Sometimes I feel that I am missing out. That I should go out and see the world. Travel or something. But then, if I have to go somewhere I kind of need to pack my whole room and take it with me. I absolutely cannot sleep without my favorite pillow. And I can never decide which books to take along. it's so difficult. It's like choosing between your children. Hell, I think it's tougher. Choosing between children is easy. You choose the one who has the most potential for making money. Ignore the others. Or put those losers up for adoption. I'm sure Angelina Jolie or the Octo-Mom would want them.
Then I feel that I should try to do something for other people.
Yeah, I know. I can't even type that with a straight face.
No, seriously. I feel that I have so much to give, specially free advice. I think that I should join an NGO or something and lobby for political change. Although, when I think about it, I would never know what to wear to such a shindig. I'll be left wondering whether I need to color coordinate? Or do I go with black? Or should go ethnic or try the whole retro reporter look? I can never answer such questions. Dammit. There should be a course for such stuff. Or at least a wikipedia entry.
Then I thought I should teach the illiterate. Try to educate them. Teach them something and make a difference in their lives. However, I nipped this plan in the bud. Cause as I remember from my time in school when we were
But then I realized that I already do too much volunteering. For example, I have joined over two groups on facebook which purport to bring like-minded people together so that they can post on each other's wall. What more can one do, really?
So I then thought that I should try to give back to my family. Although I strongly feel that my presence is blessing enough. Still, I thought I would help my Dad or Bro with their business. So I asked them if any of them needed an intelligent and hard working person to come work for them. They said sure and they also told me that if I knew such a person I should introduce him or her to either of them. When I said I was talking about me, there was complete shock, followed by awkward silence while everyone exchanged glances, and then after a break of a few seconds there was loud, uncontrollable, bringing-down-the-roof laughter.

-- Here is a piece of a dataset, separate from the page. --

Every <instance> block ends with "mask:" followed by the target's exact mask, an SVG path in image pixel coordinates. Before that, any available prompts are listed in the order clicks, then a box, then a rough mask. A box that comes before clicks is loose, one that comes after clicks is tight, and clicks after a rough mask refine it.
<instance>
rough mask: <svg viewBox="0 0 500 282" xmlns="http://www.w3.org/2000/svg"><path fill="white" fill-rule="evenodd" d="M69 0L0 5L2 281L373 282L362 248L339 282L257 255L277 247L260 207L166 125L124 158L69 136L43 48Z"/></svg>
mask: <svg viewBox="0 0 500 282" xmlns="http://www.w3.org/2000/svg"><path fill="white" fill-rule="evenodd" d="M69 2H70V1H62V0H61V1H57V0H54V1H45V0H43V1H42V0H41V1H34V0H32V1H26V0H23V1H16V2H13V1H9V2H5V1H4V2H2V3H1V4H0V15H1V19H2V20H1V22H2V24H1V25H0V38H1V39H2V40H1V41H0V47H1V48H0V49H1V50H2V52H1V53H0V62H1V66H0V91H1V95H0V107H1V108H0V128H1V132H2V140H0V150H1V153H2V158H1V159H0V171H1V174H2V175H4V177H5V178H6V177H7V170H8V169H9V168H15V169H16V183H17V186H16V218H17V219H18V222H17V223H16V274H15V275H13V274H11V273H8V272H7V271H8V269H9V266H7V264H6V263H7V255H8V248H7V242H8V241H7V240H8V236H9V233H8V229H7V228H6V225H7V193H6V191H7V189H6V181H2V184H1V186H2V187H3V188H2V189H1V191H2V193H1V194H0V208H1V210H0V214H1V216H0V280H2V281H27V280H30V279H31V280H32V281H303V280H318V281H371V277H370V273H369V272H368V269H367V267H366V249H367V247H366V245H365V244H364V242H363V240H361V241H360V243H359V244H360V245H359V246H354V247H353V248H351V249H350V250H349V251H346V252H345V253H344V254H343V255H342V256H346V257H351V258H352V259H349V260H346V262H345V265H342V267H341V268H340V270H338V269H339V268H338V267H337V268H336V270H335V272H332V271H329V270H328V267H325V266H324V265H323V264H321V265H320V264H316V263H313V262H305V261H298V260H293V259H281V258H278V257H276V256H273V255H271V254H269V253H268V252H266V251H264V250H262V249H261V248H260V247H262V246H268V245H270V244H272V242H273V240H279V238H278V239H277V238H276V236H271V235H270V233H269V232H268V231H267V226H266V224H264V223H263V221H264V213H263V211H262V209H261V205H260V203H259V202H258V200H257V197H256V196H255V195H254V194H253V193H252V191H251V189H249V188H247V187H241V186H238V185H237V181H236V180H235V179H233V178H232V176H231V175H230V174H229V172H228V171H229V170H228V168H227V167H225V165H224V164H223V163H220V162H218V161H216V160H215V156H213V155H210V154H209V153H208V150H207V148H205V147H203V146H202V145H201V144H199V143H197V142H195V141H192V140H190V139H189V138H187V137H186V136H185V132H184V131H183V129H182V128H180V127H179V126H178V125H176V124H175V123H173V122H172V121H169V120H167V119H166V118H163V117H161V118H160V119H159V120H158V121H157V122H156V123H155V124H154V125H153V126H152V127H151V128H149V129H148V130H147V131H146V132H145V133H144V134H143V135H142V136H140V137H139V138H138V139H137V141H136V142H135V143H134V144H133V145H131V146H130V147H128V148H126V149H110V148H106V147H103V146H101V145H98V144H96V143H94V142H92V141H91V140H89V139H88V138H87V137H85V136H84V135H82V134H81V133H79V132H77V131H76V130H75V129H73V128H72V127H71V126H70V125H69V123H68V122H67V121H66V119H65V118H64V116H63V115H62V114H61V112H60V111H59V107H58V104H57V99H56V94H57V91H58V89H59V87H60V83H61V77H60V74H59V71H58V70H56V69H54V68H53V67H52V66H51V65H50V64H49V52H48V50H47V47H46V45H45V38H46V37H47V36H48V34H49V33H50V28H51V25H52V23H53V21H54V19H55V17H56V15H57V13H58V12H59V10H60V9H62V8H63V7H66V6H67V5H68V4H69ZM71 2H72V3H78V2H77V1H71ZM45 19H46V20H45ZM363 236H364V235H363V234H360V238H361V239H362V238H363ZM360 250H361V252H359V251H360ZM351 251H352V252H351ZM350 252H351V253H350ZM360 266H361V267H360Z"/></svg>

This is what I get for trying to be helpful. And just because last time I went to their office and I mistook one of their managers for the driver and told him to get my car doesn't mean I would do that again. You only make a mistake like that twice. And in my defense, he was wearing a safari suit. How good a manger would he be?

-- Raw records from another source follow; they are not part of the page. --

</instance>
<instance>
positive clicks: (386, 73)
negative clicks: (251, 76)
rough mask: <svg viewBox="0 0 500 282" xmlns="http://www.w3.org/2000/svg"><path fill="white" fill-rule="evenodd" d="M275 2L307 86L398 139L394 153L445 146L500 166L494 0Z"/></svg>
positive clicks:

Anyhoo, of they don't want me, I will take my talents elsewhere. Somewhere I am wanted and appreciated.
There has got to be someone who would pay top dollar/euro/rupee/monopoly money for someone like me. I have so much to give. And so much to share.
I can tell people exactly what's wrong with their life, just by looking at their face. Even if they didn't ask for my advice. So what if I may get it wrong sometimes, or I might have inadvertently started a family feud which might last a generation or two. You win some, you lose some.

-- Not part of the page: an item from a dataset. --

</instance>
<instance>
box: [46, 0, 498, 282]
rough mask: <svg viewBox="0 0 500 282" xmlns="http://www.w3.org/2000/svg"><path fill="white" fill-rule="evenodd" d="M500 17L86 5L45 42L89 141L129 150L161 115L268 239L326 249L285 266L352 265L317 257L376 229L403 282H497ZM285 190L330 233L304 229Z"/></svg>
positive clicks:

I can also identify both the Simpson sisters. Jessica is the one who looks like a cow and was married to that gay boyband singer and Ashlee is the one who looks like a cross between Nicole Richie and Amy Winehouse and is currently married to that gay emo band singer.
Also, I once judged a book by it's cover. And I was right.
Maybe I should get one of those gigs in which I can buy nice looking stationary and get a really cool business card and tell people that I'm a "consultant". Or maybe a "freelance brain trust". Something which sounds new economy-ish and does not incite any questions.
Or maybe I should chill for a while. I've just started to think about it and I'm already tired. I think the best way to go about it would be in small steps.
It worked for Neil Armstrong, dunnit?